Svelte 5. Runes are signals with different syntax. $state, $derived, $effect — same model, compiler-flavored. You’re already there.
Angular. Signals are the recommended state path from 16+, with Zone.js being phased out in new code. The proposal validates the direction the framework already committed to.
The verdict in one line: if you ship React, native signals are a 2027+ concern — don’t touch your codebase. If you ship anything else from the current framework landscape, you’re already living in the future, and the proposal is the spec catching up to your stack.
Which leaves the only question that matters: what do you do tonight?
The Bottom Line
Your useState is still fine. Your Zustand store is still fine. The proposal is real, the polyfill works, and the pattern has already won at the framework layer — TC39 is documenting reality, not inventing it.
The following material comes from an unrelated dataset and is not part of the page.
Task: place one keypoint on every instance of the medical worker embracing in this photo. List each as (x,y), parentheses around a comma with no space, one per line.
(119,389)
Three buckets, three answers. New side project this weekend? Install signal-polyfill, paste the three patterns above, ship a hundred-line demo. Production React app? Ignore for now — follow the React Compiler instead. Production Solid, Svelte, Angular, or Vue? You’re already there. Read the proposal so you can nod knowingly in the next architecture meeting.
The fastest way to have an informed opinion on javascript signals is to type the code once. Clone the polyfill repo, paste the patterns, take thirty minutes. Predicting which TC39 proposal ships and when is a fool’s game. Predicting that you’ll understand it better after writing forty lines of code is not.